To stave off injury, I have a set warm-up routine prior to taking a single shot. I always do arm circles, forearm stretches and tricep stretches, followed by about 10-20 string bow shots. The tricep stretches I'll do every 15 shots or so as well. I think that triceps build a lot of tension while shooting. It seems to induce tightness around the elbow joint which causes the pain most of us have felt at one time of another from shooting. My session usually lasts only 30-40 shots or less. I start of shooting about 10 single shots, then shoot the rest in 3 shot groups as per normal. This helps me keep injury free and able to stay in the game. Sometimes, if I feel extra tight or any soreness in the elbow or shoulder, I'll do some trigger point therapy on my shoulder, forearm and triceps right after my shooting session. That pretty much takes all the tightness out.

Prior to doing what I am doing now, I did injury my bow arm and bow shoulder by over shooting. And it didn't take a whole lot to injure them. Just a few days of 2-3 hours shooting sessions and my elbow and shoulder were screwed. Took months to recover. Now, I follow the warm-up, stretching and string bow routine I outlined above and can shoot pain and injury free. Haven't had any issues since, and that was over two years ago. Personally, I'm not sure how a person can shoot every day for hours on end and not get injured shooting a bow. Maybe I just have weak joints. Who knows.

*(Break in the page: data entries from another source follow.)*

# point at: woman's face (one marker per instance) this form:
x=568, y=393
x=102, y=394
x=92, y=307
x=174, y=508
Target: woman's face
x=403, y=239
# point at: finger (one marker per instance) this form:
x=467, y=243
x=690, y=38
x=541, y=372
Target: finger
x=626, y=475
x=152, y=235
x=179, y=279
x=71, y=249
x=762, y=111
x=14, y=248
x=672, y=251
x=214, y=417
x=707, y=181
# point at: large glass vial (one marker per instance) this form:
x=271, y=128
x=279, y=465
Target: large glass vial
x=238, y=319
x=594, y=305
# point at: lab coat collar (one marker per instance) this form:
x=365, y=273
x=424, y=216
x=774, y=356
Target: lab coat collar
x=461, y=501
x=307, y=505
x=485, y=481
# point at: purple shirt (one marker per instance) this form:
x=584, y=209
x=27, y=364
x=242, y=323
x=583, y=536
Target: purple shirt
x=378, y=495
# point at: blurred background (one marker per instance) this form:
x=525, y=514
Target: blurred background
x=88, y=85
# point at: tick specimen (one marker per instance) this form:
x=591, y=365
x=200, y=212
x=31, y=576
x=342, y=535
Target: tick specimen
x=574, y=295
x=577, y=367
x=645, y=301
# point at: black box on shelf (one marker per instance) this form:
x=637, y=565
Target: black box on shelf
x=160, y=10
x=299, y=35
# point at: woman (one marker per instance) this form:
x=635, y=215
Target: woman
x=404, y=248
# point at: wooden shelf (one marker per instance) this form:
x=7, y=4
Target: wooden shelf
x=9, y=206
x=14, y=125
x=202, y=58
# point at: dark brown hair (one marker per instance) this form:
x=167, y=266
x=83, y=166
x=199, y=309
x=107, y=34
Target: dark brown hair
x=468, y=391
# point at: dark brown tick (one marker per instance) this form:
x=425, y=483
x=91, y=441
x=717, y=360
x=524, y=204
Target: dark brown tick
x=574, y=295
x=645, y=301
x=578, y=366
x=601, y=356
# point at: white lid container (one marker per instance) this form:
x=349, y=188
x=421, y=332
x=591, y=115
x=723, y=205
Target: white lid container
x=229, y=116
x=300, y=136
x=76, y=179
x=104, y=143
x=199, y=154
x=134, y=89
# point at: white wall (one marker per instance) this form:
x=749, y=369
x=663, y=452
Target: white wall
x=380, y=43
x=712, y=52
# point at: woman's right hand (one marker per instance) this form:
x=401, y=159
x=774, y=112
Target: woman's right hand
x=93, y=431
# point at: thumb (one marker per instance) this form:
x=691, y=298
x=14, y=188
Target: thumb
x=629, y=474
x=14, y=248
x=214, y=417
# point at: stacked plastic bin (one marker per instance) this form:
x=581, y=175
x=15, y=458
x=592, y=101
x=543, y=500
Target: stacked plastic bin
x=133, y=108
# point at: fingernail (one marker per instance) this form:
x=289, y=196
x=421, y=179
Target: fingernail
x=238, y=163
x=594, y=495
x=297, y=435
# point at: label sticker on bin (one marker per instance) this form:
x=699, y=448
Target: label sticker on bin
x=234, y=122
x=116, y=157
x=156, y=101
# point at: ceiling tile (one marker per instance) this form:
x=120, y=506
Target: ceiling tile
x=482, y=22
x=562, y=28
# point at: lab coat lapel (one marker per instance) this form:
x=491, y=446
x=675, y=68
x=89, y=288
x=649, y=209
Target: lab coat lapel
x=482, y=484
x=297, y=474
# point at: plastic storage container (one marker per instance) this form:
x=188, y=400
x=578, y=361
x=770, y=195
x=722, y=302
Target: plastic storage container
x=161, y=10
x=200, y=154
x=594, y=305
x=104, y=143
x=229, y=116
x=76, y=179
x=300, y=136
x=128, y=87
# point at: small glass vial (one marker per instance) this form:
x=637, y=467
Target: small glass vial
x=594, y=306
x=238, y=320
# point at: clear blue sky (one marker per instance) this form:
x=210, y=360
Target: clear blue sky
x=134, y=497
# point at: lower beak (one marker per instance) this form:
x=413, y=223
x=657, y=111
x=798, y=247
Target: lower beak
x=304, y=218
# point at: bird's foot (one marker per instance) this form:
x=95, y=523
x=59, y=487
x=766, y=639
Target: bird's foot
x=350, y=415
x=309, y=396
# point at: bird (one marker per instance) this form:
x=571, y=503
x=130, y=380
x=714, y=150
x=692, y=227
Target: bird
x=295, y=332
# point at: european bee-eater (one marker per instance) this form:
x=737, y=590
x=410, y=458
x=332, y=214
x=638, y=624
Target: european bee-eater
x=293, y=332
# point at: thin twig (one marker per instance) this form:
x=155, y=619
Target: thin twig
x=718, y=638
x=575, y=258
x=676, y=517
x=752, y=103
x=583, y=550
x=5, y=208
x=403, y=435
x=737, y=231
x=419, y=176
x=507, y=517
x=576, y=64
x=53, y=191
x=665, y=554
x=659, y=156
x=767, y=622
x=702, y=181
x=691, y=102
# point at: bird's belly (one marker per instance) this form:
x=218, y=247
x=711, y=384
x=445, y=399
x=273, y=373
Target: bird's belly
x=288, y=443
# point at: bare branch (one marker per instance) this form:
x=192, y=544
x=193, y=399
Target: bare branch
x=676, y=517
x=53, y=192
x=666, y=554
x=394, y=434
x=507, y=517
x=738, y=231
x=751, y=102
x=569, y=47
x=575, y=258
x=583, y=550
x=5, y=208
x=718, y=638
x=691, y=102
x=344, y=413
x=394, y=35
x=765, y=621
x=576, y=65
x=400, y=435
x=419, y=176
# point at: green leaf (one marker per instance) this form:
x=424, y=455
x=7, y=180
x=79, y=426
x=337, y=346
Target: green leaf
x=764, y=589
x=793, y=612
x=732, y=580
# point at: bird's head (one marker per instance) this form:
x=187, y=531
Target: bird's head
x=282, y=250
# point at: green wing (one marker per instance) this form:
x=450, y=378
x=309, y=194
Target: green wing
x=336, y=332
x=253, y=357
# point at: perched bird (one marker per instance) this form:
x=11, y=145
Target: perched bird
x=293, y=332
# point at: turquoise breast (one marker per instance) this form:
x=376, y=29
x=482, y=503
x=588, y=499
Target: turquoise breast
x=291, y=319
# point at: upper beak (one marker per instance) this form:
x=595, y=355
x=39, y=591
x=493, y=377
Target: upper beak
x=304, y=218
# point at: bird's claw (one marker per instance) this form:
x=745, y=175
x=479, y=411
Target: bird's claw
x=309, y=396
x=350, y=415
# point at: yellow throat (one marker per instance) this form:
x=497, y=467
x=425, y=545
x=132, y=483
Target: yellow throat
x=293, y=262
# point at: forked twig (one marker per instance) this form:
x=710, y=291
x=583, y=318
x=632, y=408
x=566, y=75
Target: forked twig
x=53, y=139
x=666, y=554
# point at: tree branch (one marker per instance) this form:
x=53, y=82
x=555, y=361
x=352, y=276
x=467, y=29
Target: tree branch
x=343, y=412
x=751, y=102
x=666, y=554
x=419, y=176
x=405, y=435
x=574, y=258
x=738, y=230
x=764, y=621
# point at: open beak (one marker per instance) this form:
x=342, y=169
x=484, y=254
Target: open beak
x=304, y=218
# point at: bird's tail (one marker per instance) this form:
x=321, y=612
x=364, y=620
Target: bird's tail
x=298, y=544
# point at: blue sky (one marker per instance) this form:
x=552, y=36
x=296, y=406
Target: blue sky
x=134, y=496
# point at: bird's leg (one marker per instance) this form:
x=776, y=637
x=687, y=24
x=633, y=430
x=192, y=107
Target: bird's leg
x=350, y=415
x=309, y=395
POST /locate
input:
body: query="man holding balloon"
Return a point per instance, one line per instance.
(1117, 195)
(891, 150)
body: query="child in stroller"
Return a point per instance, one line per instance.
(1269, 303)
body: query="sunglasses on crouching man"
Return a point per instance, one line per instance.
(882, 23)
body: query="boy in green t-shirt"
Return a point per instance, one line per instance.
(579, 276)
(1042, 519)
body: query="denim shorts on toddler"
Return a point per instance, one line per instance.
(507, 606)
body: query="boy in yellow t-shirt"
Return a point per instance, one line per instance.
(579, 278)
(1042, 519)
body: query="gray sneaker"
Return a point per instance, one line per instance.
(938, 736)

However, based on the amount of posts I see about bow arm and bow shoulder injuries in other forum sections, I believe I'm part of the majority.


----------



## jim p (Oct 29, 2003)

Tell me more about how you do trigger point therapy.


----------



## Chris1ny (Oct 23, 2006)

I do a form or two of Tai Chi before archery. To warm up and lubricate all the joints.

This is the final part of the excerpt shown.